Celery can create the queues automatically. It works perfectly for simple cases, where celery default values for routing are ok.
task_create_missing_queues=True or, if you're using django settings and you're namespacing all celery configs under CELERY_ key, CELERY_TASK_CREATE_MISSING_QUEUES=True. Note, that it is on by default.
Automatic scheduled task routing
After configuring celery app:
celery_app.conf.beat_schedule = {
"some_scheduled_task": {
"task": "module.path.some_task",
"schedule": crontab(minute="*/10"),
"options": {"queue": "queue1"}
}
}
Automatic task routing
Celery app still has to be configured first and then:
app.conf.task_routes = {
"module.path.task2": {"queue": "queue2"},
}
Manual routing of tasks
In case and you want to route the tasks dynamically, then when sending the task specify the queue:
from module import task
def do_work():
# do some work and launch the task
task.apply_async(args=(arg1, arg2), queue="queue3")

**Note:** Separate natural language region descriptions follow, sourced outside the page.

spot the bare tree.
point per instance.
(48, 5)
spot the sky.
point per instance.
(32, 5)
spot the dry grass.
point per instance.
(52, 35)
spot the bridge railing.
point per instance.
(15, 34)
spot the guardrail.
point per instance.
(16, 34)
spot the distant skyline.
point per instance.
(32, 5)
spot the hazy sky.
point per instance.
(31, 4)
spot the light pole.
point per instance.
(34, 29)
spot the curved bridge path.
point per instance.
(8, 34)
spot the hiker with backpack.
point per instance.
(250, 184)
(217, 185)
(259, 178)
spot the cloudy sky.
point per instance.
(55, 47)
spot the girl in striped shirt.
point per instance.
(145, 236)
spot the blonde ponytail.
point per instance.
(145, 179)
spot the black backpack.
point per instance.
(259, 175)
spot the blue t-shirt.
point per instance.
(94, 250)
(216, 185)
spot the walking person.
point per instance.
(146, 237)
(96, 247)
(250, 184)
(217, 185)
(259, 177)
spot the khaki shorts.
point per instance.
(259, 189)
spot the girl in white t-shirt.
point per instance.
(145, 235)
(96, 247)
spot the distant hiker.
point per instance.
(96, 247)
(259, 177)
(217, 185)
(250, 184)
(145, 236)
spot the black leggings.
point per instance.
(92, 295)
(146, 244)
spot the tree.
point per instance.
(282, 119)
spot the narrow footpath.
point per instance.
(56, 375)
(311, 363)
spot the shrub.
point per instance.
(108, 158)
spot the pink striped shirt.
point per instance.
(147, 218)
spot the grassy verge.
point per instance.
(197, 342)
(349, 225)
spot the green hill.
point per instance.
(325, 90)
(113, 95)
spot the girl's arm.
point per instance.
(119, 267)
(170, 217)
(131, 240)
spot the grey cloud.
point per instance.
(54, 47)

More details re routing can be found here:
https://docs.celeryproject.org/en/stable/userguide/routing.html
And regarding calling tasks here:
https://docs.celeryproject.org/en/stable/userguide/calling.html
In addition to accepted answer, if anyone comes here and still wonders why his settings aren't working (as I did just moments ago), here's why: celery documentation isn't listing settings names properly.
For celery 5.0.5 settings CELERY_DEFAULT_QUEUE, CELERY_QUEUES, CELERY_ROUTES should be named CELERY_TASK_DEFAULT_QUEUE, CELERY_TASK_QUEUESand CELERY_TASK_ROUTES instead. These are settings that I've tested, but my guess is the same rule applies for exchange and routing key aswell.